As he moved, subtle changes unsettled him. "what..." A tree that had stood to his left moments ago was now to his right. A bloodied, moss-covered boulder—the very one he had wiped the monster's blood on—loomed suddenly ahead, its surface slick with dampness. Yet, the corpse was nowhere to be found.

The path beneath his boots felt hauntingly familiar, as if the forest itself looped him back to the same place, like a shifting maze.

"You got to be kidding me" Kyle shook his head, frustration tightening his jaw. "Hah... my experience isn't going to help me with this, not because I always get lost or anything," he muttered bitterly.

Kyle fixed his gaze on a direction where the forest grew thicker, the shadows deeper and the fog denser. But before moving on, he glanced back at the bloodied, moss-covered boulder. He wiped the blood from his hands against its damp surface. Though the smell lingered, the wet, sticky residue felt less uncomfortable.

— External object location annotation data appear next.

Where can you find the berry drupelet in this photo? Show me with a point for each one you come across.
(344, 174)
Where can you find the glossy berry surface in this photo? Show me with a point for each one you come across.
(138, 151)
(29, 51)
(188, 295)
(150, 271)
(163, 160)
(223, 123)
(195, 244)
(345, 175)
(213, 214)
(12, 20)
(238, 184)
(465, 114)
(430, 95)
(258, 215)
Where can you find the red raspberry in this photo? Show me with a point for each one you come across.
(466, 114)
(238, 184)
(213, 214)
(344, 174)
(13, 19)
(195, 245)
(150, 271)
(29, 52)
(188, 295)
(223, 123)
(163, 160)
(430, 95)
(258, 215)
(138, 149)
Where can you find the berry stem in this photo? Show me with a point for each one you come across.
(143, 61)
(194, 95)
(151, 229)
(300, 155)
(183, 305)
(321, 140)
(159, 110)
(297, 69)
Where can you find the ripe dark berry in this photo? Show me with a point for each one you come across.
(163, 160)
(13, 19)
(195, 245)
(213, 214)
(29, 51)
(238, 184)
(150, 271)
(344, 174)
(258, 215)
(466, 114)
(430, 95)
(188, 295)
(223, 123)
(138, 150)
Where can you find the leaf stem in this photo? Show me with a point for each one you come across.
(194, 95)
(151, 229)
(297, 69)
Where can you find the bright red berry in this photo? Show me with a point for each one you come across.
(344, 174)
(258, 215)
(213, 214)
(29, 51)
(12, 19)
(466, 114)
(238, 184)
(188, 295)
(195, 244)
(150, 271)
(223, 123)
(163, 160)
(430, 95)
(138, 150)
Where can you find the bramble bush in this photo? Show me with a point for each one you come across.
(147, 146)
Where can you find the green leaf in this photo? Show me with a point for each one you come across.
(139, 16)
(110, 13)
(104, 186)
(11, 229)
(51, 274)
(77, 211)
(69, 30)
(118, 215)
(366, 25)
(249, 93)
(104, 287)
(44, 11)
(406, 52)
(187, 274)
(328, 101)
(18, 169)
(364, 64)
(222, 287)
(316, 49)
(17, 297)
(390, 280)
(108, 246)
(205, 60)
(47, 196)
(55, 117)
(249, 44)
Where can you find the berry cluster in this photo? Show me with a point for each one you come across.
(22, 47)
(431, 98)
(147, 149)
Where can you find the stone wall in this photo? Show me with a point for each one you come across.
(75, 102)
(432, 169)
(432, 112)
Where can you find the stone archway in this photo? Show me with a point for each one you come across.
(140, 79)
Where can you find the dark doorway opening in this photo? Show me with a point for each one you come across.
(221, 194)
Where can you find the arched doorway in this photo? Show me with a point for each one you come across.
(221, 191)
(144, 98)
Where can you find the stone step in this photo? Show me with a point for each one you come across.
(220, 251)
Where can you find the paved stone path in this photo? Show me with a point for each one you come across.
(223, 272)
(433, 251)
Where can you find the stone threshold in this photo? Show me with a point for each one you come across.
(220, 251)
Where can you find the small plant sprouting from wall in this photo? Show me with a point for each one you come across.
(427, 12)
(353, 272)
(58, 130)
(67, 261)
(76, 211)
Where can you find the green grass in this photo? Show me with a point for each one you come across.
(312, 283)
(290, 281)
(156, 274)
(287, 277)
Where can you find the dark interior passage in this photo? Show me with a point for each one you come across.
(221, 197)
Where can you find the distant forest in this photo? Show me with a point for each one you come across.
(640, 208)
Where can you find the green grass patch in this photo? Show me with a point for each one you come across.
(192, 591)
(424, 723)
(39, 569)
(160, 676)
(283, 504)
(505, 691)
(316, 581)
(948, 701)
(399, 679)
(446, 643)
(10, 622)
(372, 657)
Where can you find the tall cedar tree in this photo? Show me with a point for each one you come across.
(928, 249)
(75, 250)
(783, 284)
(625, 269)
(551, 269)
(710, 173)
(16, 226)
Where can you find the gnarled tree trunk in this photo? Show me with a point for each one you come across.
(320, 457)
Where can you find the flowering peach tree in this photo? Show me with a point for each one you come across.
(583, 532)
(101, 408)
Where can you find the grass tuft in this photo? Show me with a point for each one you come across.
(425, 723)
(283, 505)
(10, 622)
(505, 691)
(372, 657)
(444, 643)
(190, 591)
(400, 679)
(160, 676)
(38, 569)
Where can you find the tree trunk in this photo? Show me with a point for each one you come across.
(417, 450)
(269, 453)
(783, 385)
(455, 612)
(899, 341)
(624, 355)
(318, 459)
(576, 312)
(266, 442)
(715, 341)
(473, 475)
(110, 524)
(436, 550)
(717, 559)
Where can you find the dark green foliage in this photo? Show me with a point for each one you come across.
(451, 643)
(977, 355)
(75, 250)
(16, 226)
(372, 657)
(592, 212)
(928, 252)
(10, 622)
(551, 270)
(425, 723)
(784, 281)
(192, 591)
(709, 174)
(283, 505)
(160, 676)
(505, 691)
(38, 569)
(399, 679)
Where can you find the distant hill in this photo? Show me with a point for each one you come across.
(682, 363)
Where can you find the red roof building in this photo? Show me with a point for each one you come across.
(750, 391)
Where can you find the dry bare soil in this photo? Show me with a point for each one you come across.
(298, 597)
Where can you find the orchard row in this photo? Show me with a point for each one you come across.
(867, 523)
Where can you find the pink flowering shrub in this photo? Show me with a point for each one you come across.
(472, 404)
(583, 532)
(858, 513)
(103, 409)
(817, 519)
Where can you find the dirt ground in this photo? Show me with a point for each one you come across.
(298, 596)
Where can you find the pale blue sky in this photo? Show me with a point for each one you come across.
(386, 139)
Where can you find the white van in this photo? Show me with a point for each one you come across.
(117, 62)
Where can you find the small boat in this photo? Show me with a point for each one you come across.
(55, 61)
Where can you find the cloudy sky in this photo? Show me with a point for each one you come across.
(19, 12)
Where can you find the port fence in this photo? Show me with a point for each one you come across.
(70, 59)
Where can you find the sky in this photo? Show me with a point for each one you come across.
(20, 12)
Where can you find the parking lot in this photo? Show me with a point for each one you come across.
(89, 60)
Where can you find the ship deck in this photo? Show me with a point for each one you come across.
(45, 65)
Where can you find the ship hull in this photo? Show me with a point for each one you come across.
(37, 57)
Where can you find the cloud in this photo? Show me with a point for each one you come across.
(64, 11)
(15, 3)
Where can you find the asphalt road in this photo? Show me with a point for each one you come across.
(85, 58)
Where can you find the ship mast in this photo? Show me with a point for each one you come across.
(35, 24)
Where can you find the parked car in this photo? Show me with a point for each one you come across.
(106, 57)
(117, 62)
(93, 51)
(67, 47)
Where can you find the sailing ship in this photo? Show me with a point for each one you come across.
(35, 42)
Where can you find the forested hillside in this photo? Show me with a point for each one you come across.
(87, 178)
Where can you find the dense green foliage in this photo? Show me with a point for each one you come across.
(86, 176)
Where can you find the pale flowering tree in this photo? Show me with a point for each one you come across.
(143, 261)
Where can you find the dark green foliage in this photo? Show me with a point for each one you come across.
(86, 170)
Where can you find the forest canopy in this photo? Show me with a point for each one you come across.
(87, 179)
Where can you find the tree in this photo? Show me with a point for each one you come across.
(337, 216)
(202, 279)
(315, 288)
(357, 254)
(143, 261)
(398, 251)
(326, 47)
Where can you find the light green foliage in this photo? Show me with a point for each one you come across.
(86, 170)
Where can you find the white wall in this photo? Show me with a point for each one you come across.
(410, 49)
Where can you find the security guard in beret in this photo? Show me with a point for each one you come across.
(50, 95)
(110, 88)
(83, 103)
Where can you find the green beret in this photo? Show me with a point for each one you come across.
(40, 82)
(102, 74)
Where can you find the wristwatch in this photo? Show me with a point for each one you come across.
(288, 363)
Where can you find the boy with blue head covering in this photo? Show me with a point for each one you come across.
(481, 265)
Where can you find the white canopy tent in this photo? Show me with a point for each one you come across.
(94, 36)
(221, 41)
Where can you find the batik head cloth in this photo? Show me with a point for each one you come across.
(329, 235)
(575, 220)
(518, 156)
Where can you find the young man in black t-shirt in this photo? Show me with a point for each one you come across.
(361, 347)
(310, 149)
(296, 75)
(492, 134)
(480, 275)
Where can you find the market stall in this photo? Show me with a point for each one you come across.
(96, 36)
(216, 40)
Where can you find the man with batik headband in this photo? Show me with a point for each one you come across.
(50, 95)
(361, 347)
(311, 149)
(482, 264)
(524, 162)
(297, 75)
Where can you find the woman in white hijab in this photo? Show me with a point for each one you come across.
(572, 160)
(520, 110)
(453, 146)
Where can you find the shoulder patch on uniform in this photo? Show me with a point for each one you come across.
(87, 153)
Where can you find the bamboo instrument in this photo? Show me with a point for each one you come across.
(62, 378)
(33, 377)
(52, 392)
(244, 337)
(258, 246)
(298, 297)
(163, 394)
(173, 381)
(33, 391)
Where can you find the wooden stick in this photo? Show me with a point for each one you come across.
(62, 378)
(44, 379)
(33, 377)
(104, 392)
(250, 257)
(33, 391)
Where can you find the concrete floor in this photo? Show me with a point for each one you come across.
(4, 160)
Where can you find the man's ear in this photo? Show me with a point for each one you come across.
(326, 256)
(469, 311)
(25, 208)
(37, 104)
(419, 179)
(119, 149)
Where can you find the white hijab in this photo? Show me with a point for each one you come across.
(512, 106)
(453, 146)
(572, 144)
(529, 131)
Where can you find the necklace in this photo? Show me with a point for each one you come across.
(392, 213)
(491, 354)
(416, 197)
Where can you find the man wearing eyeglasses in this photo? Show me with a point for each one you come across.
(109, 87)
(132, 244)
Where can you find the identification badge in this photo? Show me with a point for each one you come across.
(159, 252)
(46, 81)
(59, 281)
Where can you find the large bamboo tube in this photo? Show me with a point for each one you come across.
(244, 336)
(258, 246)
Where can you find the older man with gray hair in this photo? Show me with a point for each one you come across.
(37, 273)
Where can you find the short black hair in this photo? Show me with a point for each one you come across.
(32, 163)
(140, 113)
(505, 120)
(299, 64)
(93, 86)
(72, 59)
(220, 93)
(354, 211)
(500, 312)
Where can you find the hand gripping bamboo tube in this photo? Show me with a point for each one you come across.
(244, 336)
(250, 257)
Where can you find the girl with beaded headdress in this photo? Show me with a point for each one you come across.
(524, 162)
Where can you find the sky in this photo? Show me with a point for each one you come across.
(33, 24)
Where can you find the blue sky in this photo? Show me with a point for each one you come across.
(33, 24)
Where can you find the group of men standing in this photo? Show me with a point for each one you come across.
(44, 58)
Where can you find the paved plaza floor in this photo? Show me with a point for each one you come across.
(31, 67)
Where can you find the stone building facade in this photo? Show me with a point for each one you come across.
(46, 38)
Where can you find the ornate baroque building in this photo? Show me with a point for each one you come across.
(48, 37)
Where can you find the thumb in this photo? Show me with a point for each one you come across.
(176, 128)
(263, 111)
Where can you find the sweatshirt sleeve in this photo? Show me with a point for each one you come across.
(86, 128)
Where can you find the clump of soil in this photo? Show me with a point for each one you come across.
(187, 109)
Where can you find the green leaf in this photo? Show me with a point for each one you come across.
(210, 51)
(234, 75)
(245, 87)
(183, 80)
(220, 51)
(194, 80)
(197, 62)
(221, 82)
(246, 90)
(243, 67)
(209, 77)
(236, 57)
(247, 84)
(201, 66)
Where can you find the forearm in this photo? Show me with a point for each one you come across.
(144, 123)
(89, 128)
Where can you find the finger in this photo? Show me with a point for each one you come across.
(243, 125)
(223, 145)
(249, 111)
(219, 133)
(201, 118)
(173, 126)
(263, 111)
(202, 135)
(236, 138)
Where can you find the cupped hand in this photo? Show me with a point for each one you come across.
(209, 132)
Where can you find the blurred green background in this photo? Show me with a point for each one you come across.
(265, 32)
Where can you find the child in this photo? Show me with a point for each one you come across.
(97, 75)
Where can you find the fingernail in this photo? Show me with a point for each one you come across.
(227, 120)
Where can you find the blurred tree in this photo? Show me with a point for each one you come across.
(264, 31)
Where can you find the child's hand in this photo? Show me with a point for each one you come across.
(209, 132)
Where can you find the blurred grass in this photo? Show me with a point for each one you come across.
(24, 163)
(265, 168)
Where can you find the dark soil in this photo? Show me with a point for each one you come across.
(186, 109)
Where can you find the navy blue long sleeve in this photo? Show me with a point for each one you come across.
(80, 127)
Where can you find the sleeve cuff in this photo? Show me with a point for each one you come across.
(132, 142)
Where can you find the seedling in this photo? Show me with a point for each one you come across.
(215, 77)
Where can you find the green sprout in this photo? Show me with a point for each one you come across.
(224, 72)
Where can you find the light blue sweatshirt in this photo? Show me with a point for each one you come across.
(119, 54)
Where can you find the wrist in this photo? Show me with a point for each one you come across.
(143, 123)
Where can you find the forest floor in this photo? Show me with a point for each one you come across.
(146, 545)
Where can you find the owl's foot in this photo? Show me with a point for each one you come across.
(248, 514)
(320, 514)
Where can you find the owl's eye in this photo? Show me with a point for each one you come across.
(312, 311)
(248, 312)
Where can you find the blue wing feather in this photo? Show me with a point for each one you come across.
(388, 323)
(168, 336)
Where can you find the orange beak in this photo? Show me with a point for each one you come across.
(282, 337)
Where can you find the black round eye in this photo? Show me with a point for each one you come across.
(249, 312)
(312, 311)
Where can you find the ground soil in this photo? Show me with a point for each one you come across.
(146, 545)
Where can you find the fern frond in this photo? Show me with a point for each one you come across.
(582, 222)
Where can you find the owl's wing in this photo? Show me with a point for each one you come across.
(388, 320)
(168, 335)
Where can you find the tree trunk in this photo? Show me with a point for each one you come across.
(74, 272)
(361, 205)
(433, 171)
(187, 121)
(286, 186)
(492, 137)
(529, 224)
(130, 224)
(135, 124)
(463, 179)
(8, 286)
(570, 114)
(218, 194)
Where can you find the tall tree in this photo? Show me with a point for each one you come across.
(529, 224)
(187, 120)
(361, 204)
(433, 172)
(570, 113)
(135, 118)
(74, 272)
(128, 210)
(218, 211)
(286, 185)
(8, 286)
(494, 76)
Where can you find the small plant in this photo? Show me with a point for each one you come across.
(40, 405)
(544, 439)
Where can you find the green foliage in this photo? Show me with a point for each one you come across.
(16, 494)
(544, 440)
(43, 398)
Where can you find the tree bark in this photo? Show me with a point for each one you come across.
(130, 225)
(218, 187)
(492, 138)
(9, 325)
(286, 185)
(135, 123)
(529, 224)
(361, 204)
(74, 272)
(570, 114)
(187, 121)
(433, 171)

Without hesitation, he plunged straight into the gloom.

The fog enfolded him like a living shroud, swallowing the trees and muffling the distant chirping into a ghostly silence. With every step, his boots sank into the damp earth, cold and unyielding beneath him. Yet Kyle pressed forward, senses sharpened, eyes scanning for any sign of change—any hint of escape from this bizarre forest.

Kyle moved deeper into the thickening forest, the dense fog wrapping around him like a living veil, making each breath slightly heavier and more labored. The chirping faded into a distant echo, swallowed by the mist that clung to every branch and leaf. With every step sinking into the cold, damp earth, he pressed onward—eyes sharp and alert for any sign of change or escape.

"Oh, why does this place seem…different?" Kyle muttered, his brow furrowing in thought. "Like this part of the forest isn't swarming with grotesque creatures? More than that... there seems to be no monsters at all."

"…snf… ngh… hic…"

As I pressed forward, a sudden sound of sobbing echoed softly at my side, breaking the heavy silence of the forest. "Is this another type of those chirping sounds but this time a sobbing girl?" It felt strange—human sobs in a dark, twisted forest? "Yeah right... but why do feel like i should follow it? Am i stupid?". I looked around, trying to find the source, but the thick fog blurred everything into a gray haze.

"Hhnk… hic… nghh…"

The sobbing came again, fragile and desperate, drawing me closer to a cluster of twisted trees shrouded in mist. As I stepped cautiously forward, in my surprise a dim, flickering light revealed a girl huddling on her knees sobbing on the damp forest floor.